O Fiagro SNFZ11 manteve a distribuição de R$ 0,10 por cota em março de 2025, preservando a previsibilidade mensal adotada no segundo semestre do ano anterior. O valor implica dividend yield anualizado próximo de 13,04%, reforçando o apelo de renda recorrente do fundo. Além disso, o número de investidores alcançou 12.073 cotistas, novo recorde da base.
A produtividade no portfólio superou as projeções. A Fazenda Coliseu atingiu 60,44 sacas por hectare, a Triângulo marcou 60,19 sc/ha e a Xavante registrou 63,18 sc/ha, todas acima das expectativas iniciais. Esse desempenho cria gatilhos de remuneração adicional nos contratos de arrendamento.
Com a performance agrícola acima da média, os contratos atrelados à produtividade garantem receitas extras. Em março, aproximadamente R$ 1,2 milhão foi distribuído aos cotistas, somando-se ao fluxo mensal de proventos. A disciplina operacional e a gestão de risco contribuíram para a consistência desses resultados.
A safrinha de milho ganhou protagonismo no agronegócio, elevando a previsibilidade de caixa ao longo do ano. Segundo a Conab, a segunda safra deve responder por 75% a 80% da produção brasileira de milho em 2025/26. Avanços tecnológicos, sementes precoces e mecanização aumentaram a eficiência, diluindo custos fixos.
Essa dinâmica fortalece a resiliência do caixa do fundo, mesmo em cenários de volatilidade climática.
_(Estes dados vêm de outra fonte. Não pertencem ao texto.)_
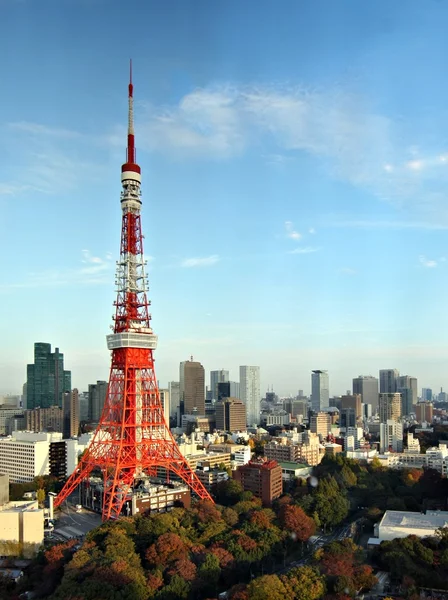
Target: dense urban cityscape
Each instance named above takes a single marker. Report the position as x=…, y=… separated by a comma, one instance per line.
x=205, y=486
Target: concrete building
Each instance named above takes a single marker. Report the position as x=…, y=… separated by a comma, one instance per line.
x=8, y=413
x=400, y=524
x=424, y=412
x=261, y=477
x=391, y=436
x=150, y=496
x=25, y=455
x=367, y=386
x=389, y=406
x=22, y=528
x=250, y=393
x=388, y=381
x=44, y=419
x=221, y=376
x=192, y=388
x=165, y=400
x=407, y=386
x=174, y=390
x=320, y=393
x=242, y=455
x=320, y=424
x=70, y=411
x=353, y=401
x=97, y=397
x=230, y=415
x=46, y=378
x=228, y=389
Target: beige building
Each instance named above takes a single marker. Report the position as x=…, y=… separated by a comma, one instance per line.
x=424, y=412
x=353, y=401
x=320, y=424
x=389, y=407
x=44, y=419
x=192, y=387
x=230, y=415
x=21, y=528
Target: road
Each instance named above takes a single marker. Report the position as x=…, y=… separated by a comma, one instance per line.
x=71, y=524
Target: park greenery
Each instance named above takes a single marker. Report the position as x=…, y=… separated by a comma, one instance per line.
x=241, y=547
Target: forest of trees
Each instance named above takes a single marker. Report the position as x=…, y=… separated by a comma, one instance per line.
x=237, y=545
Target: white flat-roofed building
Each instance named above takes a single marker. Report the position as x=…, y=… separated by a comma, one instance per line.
x=242, y=456
x=400, y=524
x=25, y=455
x=21, y=528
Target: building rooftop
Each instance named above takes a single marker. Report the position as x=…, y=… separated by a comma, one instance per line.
x=292, y=465
x=414, y=520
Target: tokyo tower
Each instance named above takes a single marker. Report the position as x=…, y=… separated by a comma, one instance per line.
x=132, y=438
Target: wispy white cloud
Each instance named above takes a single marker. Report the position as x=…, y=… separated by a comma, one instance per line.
x=38, y=129
x=94, y=270
x=291, y=232
x=355, y=143
x=206, y=261
x=429, y=263
x=304, y=250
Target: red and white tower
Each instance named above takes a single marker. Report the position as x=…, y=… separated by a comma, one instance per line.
x=132, y=439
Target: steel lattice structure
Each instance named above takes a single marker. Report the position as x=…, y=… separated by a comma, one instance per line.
x=132, y=438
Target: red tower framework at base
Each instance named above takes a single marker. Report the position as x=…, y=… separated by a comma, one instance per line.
x=132, y=439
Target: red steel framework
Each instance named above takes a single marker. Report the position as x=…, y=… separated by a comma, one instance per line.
x=132, y=438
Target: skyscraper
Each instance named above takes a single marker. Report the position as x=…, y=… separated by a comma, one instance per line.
x=192, y=388
x=216, y=377
x=388, y=380
x=320, y=393
x=70, y=414
x=97, y=396
x=174, y=390
x=389, y=407
x=407, y=386
x=250, y=393
x=367, y=386
x=46, y=379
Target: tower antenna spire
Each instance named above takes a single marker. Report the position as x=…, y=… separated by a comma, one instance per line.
x=132, y=440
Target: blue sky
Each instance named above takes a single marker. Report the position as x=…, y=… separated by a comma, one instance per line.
x=295, y=172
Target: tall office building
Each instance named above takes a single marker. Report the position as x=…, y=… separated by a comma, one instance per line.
x=228, y=389
x=70, y=414
x=192, y=388
x=216, y=377
x=389, y=407
x=367, y=386
x=174, y=390
x=46, y=378
x=97, y=396
x=388, y=381
x=320, y=393
x=250, y=393
x=230, y=415
x=165, y=400
x=352, y=401
x=426, y=395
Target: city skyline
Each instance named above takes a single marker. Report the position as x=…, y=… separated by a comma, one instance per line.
x=237, y=128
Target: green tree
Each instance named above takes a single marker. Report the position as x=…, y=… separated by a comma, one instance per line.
x=267, y=587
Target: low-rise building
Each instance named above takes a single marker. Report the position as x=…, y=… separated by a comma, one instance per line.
x=21, y=528
x=25, y=455
x=399, y=524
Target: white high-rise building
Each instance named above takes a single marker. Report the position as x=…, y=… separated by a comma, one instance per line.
x=250, y=393
x=221, y=376
x=388, y=380
x=320, y=392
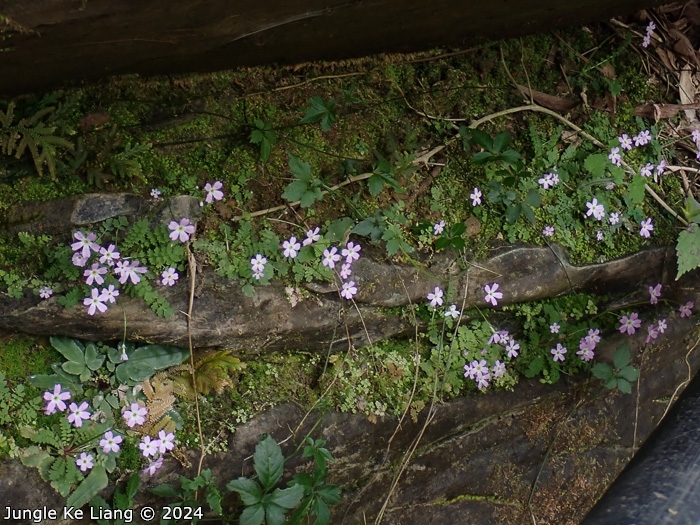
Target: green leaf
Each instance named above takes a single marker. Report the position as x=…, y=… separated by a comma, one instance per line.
x=482, y=139
x=375, y=184
x=164, y=490
x=513, y=213
x=688, y=250
x=91, y=486
x=602, y=371
x=624, y=386
x=253, y=515
x=249, y=490
x=629, y=373
x=330, y=494
x=69, y=348
x=73, y=368
x=268, y=462
x=595, y=164
x=295, y=191
x=622, y=356
x=301, y=170
x=533, y=198
x=287, y=498
x=501, y=141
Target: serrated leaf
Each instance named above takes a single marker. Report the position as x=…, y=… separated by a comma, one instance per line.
x=294, y=191
x=268, y=462
x=253, y=515
x=595, y=164
x=602, y=371
x=629, y=373
x=375, y=184
x=165, y=490
x=501, y=141
x=624, y=386
x=688, y=250
x=301, y=170
x=249, y=490
x=287, y=498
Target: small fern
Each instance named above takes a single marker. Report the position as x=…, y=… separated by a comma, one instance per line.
x=31, y=134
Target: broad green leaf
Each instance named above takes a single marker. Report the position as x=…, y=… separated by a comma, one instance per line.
x=73, y=368
x=91, y=486
x=249, y=490
x=69, y=348
x=268, y=462
x=253, y=515
x=287, y=498
x=301, y=170
x=533, y=198
x=629, y=373
x=165, y=490
x=330, y=494
x=294, y=191
x=501, y=141
x=688, y=250
x=596, y=164
x=602, y=371
x=375, y=184
x=624, y=386
x=622, y=356
x=322, y=512
x=512, y=213
x=482, y=139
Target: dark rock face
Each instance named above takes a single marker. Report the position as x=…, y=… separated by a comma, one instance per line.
x=478, y=459
x=47, y=42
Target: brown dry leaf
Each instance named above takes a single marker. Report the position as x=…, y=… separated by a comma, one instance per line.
x=686, y=91
x=548, y=101
x=662, y=111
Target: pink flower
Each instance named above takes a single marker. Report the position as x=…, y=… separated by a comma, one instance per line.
x=78, y=413
x=84, y=461
x=492, y=295
x=110, y=442
x=135, y=416
x=214, y=192
x=686, y=309
x=349, y=290
x=181, y=231
x=558, y=352
x=630, y=324
x=56, y=399
x=85, y=243
x=95, y=302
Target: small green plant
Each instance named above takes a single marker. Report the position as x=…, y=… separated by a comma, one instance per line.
x=31, y=134
x=264, y=135
x=621, y=374
x=265, y=502
x=307, y=188
x=321, y=111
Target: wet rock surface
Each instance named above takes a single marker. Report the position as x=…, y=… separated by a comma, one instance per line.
x=480, y=459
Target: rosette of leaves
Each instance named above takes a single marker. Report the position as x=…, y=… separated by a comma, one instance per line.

A combinação entre produtividade acima do esperado e contratos indexados à safra ajuda a estabilizar a geração de resultados, criando um colchão para períodos menos favoráveis.
Os CRA seguem como pilar de renda no portfólio. O SNFZ11 mantém cerca de R$ 81 milhões em títulos remunerados a CDI + 4%, oferecendo retorno atrativo em ambiente de Selic elevada. Ao lado dos arrendamentos, essa carteira confere diversificação e menor sensibilidade à sazonalidade agrícola.
Por fim, o Fiagro sustenta uma estratégia híbrida: geração mensal de renda por meio de CRA e arrendamentos, com potencial de valorização patrimonial via ganhos de produtividade. A consistência dos proventos, o crescimento da base de cotistas e o alinhamento contratual à performance agrícola compõem um quadro favorável para o investidor de renda.